Recent walk Blacktoft – Saltmarsh area.

Saturday 9th July, once rain had passed by just after lunch-time set off for Blacktoft on the south bank of the lower R. Ouse. Parked just inland of the flood defence bank near the ‘jetty’. However found that access west to the flood-bank was prohibited as initial survey work being carried-out ahead of a plan to improve the local flood defences. Incidentally currently at South Ferriby exploratory borings are being drilled into the ‘clay bank’ ahead of finalising an appropriate flood bank improvement scheme here also. Anyway at Blacktoft many sheep were grazing the bank area, this up to and beyond Yokefleet, so could not take the dog there.

Plan B was to drive to a point just east of Laxton, walk Cotness Lane towards the R. Ouse, take the public footpath around Cotness Hall and across fields to Saltmarsh, take in the view from the seat on the Ouse bank then follow lane through Saltmarsh Hall parkland, along some field headlands (waterlogged) to Laxton road and through Laxton to the car.

Historically this area of Howdenshire has been moulded from the southern part of Wallingfen, a vast wetland area stretching from the Wolds to the east into the Vale of York and from Holme on Spalding Moor to the north to the River Ouse. Two settlements, Laxton and Saltmarsh were recorded in the ‘Domesday’ Survey of 1086, the latter having an area of land equal to that requiring six oxen-drawn plough-teams p.a. At Blacktoft a land transfer was recorded in the late 12th century as was a chapel of ease within Brantingham parish. These settlements must then have evolved on the levee of the River Ouse, a natural feature resulting from periodic flooding. From Norman times such communities sought to instigate local wetland reclamation schemes, eg Hansard Dyke and Gilbert’s Dyke(?), especially when funded by a principal landholder, a trend followed also in the Humberhead Levels (Vale of Axholme) and the Vale of Ancholme.

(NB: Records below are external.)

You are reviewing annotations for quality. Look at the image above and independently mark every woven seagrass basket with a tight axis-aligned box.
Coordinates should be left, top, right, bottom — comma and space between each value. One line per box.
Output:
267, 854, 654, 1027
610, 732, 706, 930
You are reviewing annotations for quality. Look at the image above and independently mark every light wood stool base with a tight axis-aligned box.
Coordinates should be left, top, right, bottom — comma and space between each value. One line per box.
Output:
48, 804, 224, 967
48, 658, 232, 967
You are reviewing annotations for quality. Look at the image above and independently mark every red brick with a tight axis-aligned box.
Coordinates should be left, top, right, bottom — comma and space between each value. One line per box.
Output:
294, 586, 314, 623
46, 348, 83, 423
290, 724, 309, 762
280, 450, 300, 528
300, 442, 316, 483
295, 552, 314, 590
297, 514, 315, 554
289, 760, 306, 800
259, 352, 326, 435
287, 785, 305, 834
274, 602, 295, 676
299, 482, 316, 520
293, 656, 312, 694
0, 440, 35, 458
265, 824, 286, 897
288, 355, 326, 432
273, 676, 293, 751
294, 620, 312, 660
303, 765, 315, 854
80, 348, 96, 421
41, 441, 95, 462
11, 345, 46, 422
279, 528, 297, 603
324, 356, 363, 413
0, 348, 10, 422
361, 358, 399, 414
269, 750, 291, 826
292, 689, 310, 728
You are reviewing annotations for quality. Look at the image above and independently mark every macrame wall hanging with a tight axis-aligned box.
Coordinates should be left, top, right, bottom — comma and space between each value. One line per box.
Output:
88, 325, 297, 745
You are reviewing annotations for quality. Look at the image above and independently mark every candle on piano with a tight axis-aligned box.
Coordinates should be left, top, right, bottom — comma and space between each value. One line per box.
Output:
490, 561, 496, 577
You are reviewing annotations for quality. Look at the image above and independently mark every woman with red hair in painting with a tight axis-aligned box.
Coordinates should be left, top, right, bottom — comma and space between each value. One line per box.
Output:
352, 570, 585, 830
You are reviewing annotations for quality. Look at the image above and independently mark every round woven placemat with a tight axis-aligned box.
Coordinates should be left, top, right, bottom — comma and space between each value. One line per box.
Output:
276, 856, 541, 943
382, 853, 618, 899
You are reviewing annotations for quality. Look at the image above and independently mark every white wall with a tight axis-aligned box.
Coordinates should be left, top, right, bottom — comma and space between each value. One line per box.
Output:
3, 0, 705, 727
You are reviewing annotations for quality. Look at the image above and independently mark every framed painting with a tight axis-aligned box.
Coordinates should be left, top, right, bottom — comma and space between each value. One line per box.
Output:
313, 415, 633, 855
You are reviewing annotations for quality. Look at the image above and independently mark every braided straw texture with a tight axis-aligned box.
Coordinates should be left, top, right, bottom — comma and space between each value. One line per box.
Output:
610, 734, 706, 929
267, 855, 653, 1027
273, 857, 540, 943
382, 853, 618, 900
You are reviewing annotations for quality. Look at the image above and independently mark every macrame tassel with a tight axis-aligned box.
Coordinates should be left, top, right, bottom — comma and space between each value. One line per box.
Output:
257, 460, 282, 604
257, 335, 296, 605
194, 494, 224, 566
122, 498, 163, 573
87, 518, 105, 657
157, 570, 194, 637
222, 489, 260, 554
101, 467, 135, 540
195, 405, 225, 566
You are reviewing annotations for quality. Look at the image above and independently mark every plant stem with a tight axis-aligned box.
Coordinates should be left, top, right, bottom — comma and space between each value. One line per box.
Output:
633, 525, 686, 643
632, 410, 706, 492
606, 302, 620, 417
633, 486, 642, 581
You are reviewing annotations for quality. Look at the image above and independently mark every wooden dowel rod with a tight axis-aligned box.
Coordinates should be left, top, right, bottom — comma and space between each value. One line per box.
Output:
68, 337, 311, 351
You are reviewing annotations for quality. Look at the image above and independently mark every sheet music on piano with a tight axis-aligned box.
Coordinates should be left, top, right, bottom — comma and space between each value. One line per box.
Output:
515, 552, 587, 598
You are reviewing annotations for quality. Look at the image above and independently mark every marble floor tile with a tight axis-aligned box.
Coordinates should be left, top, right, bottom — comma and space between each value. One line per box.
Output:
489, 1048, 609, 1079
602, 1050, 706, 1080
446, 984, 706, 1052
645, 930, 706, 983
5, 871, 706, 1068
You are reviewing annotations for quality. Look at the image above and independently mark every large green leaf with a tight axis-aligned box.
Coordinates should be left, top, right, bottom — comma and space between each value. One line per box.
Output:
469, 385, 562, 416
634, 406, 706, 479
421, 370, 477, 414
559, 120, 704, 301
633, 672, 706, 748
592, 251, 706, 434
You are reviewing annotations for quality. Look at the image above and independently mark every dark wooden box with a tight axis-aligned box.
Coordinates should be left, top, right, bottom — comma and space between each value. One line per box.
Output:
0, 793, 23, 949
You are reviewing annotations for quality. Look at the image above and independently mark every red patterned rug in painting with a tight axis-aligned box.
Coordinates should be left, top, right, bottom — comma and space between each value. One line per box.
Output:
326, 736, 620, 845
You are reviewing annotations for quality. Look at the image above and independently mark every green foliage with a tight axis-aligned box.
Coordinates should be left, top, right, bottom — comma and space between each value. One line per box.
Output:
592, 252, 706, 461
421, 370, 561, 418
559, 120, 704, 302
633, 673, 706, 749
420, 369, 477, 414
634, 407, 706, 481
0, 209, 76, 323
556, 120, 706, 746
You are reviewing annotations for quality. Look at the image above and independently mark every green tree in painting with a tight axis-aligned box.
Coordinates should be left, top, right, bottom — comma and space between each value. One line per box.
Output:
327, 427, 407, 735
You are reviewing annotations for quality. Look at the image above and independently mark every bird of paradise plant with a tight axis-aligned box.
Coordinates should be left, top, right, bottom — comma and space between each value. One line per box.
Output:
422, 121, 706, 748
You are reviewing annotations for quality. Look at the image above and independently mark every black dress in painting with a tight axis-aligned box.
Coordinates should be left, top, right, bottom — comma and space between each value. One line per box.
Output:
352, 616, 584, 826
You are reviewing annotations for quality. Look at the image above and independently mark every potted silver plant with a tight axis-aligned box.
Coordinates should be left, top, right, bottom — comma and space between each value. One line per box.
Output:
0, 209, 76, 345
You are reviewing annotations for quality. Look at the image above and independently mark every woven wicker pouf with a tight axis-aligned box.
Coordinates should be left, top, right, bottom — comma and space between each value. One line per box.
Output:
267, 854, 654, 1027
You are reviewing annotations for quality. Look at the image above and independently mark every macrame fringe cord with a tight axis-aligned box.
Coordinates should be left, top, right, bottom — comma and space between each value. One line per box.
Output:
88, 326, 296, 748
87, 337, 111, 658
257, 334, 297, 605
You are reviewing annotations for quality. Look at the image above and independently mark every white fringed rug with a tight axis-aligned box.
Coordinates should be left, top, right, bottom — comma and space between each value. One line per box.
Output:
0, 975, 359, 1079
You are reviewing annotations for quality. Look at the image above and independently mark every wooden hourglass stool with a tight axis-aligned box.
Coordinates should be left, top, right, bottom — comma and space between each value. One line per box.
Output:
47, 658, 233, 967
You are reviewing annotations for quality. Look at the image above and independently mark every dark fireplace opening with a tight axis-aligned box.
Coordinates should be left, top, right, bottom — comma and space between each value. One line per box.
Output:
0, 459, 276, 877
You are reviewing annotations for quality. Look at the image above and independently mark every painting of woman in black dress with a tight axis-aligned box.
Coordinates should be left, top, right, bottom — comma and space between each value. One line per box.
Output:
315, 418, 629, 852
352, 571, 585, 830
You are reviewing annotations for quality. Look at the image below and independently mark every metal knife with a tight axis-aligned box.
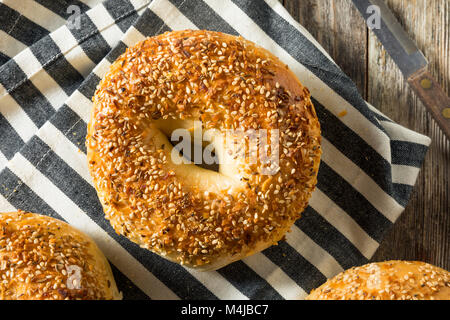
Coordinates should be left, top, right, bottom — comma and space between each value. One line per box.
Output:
352, 0, 450, 139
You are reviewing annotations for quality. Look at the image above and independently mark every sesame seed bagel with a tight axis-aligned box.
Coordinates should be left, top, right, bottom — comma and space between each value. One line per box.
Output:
0, 211, 121, 300
307, 260, 450, 300
87, 30, 321, 270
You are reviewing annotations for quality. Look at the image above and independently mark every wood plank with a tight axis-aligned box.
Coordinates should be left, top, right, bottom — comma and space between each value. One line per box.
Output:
367, 0, 449, 270
282, 0, 369, 98
282, 0, 449, 271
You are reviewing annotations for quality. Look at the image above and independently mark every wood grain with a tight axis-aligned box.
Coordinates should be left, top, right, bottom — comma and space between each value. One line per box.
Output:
282, 0, 368, 97
282, 0, 449, 270
366, 0, 449, 270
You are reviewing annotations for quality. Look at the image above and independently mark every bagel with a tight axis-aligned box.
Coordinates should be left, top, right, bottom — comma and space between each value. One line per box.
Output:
307, 260, 450, 300
87, 30, 321, 270
0, 211, 120, 300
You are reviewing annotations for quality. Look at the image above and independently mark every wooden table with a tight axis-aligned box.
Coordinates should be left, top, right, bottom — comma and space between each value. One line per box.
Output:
281, 0, 449, 270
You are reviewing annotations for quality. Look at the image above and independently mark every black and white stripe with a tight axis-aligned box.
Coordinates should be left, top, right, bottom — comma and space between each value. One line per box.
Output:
0, 0, 149, 170
0, 0, 102, 67
0, 0, 431, 299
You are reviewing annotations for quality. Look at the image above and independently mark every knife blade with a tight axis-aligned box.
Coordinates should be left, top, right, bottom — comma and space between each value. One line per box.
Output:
352, 0, 450, 139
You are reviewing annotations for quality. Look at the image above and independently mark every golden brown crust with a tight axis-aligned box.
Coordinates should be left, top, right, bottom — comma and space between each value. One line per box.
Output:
87, 30, 321, 270
307, 260, 450, 300
0, 211, 121, 300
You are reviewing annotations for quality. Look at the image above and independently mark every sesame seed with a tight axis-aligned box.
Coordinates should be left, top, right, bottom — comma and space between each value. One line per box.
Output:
87, 30, 322, 269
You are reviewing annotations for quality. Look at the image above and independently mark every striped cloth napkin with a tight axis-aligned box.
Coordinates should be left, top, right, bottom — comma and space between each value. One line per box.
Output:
0, 0, 431, 300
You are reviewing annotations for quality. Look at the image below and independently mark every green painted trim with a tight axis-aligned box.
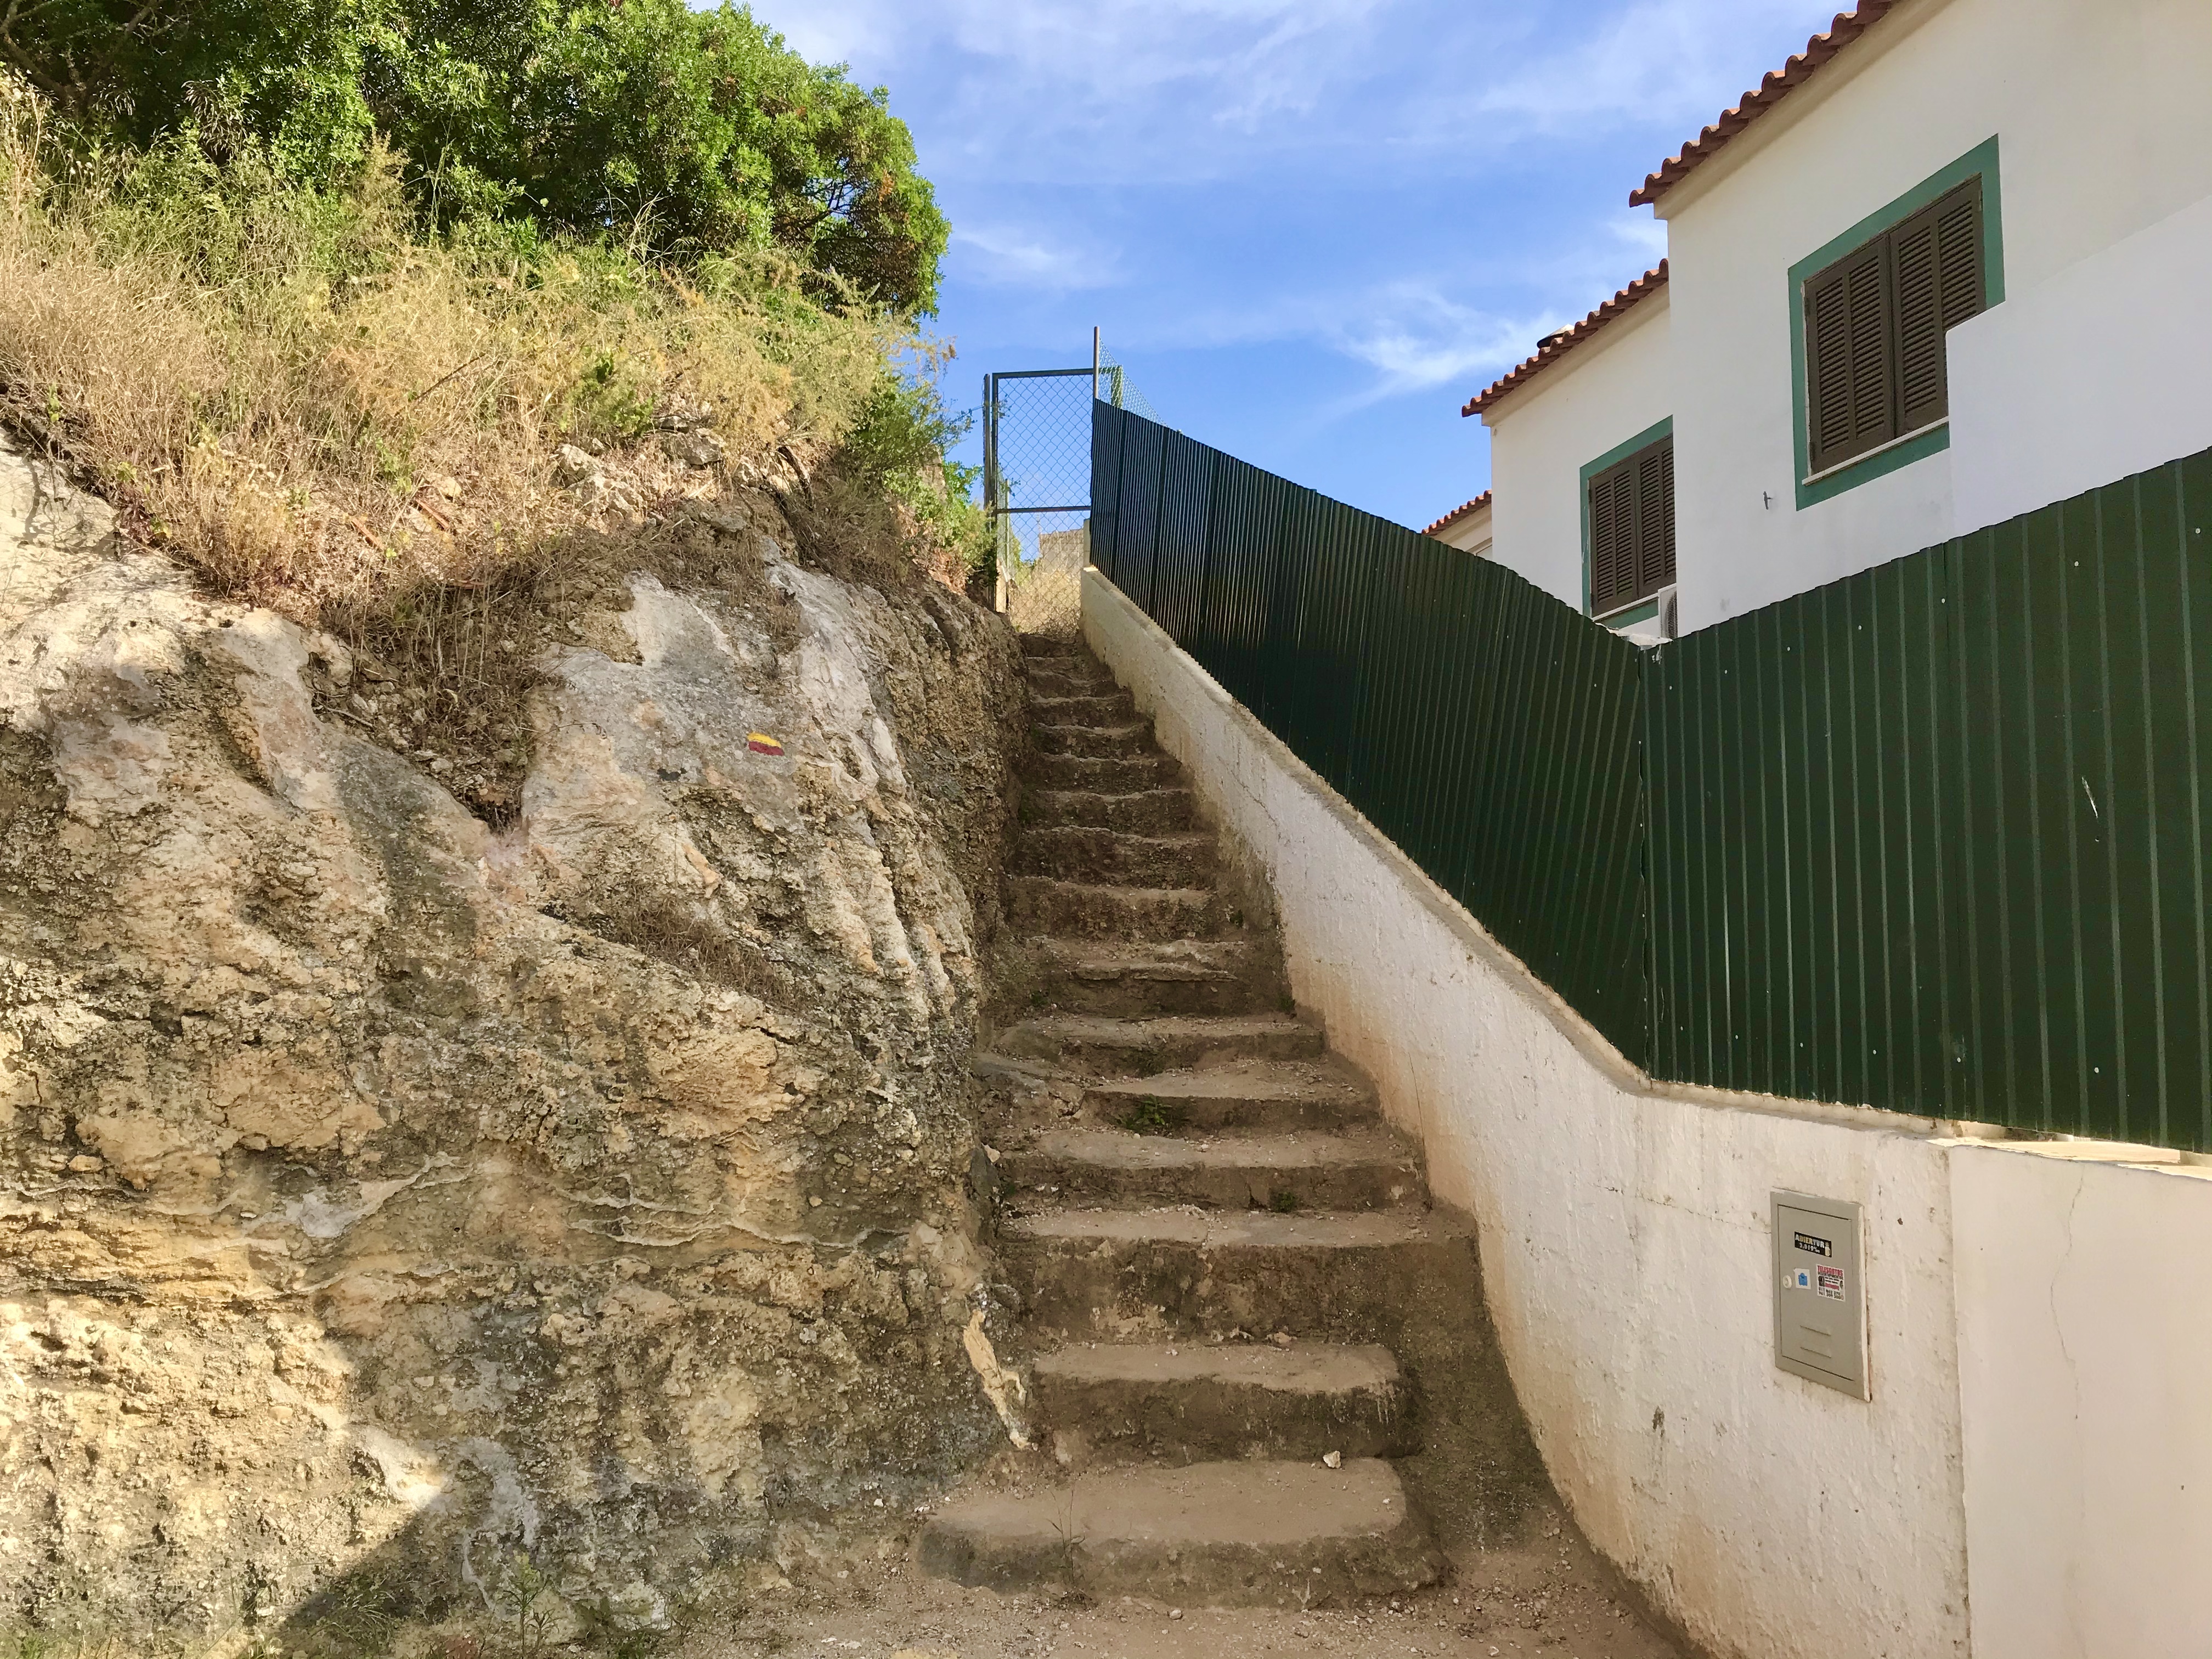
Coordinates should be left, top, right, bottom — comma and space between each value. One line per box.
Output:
1788, 135, 2005, 510
1578, 415, 1673, 617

The history of this area is served by a very good independent website ‘Howdenshire History’, compiled by Susan Butler. Other good sources of information are; Baines, E. History, Directory and Gazeteer of the County of York (2 vols., 1823), Smith, A.H. The Place-names of the East Riding of Yorkshire and York (C.U.P., 1937) and Neave, D. Yorkshire: York and the East Riding (Buildings of England series), (Yale Uni. Press, 2005).